Novecento: pianiste – Alessandro Baricco

Un récit bref et poétique, né en tant que monologue théâtral. Il raconte l’histoire de Danny Boodman T.D. Lemon Novecento. C’est un musicien imaginaire dont la vie se déroule à bord du transatlantique Virginian, suspendue entre le piano et l’océan, l’Europe et l’Amérique, mais toujours éloignée d’une terre ferme qui apparaît à ses yeux comme un «navire démesuré» à explorer.

Moby Dick – Herman Melville

Le grand classique de la mer par excellence. Un conte monstrueux rendu encore plus envoûtant par sa récente adaptation cinématographique du réalisateur Ron Howard. Le périple du navire Péquod et de son capitaine Achab sur les traces de la baleine blanche ne se limite pas à une des plus belles et majestueuses épopées maritimes jamais écrites, il est aussi une allégorie complexe de la lutte entre le bien et le mal, qui met l’homme face aux abysses, et l’expression d’une nature terrible et cruelle.

Le Vieil homme et la mer – Ernest Hemingway

De prime abord, il s’agit « simplement » d’une histoire de mer et de pêcheurs. Mais ce roman publié pour la première fois en 1952 sur la revue Life laisse affleurer certains thèmes de prédilection de l’écrivain américain: la lutte, le courage, l’empreinte du temps, la ténacité de l’homme face à la nature. Des atmosphères simples, un style sobre, des phrases acérées: un livre intense et nécessaire, qui valut à Hemingway un prix Pulitzer (1953) et le Nobel de littérature (1954).

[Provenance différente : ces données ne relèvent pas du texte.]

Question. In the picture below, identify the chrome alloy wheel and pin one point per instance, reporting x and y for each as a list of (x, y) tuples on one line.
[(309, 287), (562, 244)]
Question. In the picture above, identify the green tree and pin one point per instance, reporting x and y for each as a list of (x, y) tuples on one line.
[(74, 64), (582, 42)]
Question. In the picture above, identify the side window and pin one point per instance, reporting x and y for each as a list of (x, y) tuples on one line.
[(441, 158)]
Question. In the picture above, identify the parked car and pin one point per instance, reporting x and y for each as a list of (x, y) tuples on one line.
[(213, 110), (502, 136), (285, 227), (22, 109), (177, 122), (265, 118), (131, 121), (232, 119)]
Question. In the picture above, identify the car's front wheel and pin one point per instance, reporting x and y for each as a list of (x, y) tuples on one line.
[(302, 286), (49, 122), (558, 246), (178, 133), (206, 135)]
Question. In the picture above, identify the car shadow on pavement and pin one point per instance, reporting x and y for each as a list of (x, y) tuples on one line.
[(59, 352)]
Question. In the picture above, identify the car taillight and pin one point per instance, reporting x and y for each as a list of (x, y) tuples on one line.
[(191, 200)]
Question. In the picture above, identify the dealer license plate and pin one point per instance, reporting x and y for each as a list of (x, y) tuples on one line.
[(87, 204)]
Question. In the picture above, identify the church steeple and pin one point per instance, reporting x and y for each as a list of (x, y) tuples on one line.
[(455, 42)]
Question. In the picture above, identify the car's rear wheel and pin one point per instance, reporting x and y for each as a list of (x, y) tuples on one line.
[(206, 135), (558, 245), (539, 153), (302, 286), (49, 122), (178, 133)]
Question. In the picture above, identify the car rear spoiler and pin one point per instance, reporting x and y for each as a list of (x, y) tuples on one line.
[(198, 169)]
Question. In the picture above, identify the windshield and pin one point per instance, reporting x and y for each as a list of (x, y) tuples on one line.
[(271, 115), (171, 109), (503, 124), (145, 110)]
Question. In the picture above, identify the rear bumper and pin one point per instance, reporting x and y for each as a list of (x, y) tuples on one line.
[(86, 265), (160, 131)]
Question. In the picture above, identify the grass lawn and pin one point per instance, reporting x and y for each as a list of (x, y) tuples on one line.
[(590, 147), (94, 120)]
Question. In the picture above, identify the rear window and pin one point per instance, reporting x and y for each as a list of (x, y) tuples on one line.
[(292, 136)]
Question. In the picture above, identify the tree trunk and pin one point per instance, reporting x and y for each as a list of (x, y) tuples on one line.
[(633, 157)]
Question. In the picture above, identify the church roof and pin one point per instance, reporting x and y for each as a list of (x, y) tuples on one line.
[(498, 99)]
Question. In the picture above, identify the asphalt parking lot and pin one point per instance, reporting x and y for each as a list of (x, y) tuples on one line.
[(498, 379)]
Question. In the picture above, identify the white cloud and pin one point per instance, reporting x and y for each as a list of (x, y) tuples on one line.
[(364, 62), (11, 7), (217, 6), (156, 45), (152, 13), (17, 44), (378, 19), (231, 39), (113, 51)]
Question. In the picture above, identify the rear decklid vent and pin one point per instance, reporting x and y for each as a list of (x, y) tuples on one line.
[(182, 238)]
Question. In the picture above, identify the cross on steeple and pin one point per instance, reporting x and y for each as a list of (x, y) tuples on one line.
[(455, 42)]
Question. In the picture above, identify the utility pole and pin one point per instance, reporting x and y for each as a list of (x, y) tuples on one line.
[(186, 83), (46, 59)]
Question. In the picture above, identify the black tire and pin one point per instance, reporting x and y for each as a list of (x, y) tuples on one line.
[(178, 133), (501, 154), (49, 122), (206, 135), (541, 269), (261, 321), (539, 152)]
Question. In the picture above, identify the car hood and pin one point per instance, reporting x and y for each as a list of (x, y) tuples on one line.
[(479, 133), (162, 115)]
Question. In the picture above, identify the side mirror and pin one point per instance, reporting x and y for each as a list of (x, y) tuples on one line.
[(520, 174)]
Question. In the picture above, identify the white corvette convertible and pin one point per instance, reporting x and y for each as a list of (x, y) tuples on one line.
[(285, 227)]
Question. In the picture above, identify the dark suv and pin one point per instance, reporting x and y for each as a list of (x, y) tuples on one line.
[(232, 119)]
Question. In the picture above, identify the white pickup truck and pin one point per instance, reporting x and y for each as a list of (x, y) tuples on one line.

Et qui n’a pas perdu une ride.

Corto Maltese. La Ballade de la mer salée – Hugo Pratt

Initialement publiée par épisodes à partir de 1967, cette aventure en bande dessinée du maître Hugo Pratt marque l’apparition de Corto Maltese, le marin compagnon des malfrats qui masque sous un cynisme ostentatoire une âme généreuse et loyale. Il est ici plongé dans une histoire de pirates dans le Pacifique Sud lors de la Première Guerre mondiale, aux côtés de son ennemi-ami Raspoutine, et louvoie à travers des canonnières allemandes, des îles mystérieuses et des tribus cannibales.

L’île au trésor- Robert Louis Stevenson

Des perroquets posés sur l’épaule, des pirates à la jambe de bois, des trésors enfouis, pour n’en citer que quelques ingrédients: tout ce que vous avez lu (ou vu au cinéma) sur les corsaires et les aventures maritimes est issu de manière plus ou moins directe de ce roman sur la jeunesse de Stevenson. Écrit en 1883, il reste encore aujourd’hui unique pour sa richesse narrative. Une anecdote: en 1998, l’auteur suédois Björn Larsson publie Long John Silver, une biographie imaginée (mais fondée sur de véritables reconstructions historiques) du personnage sans doute le plus célèbre de L’Île au trésor.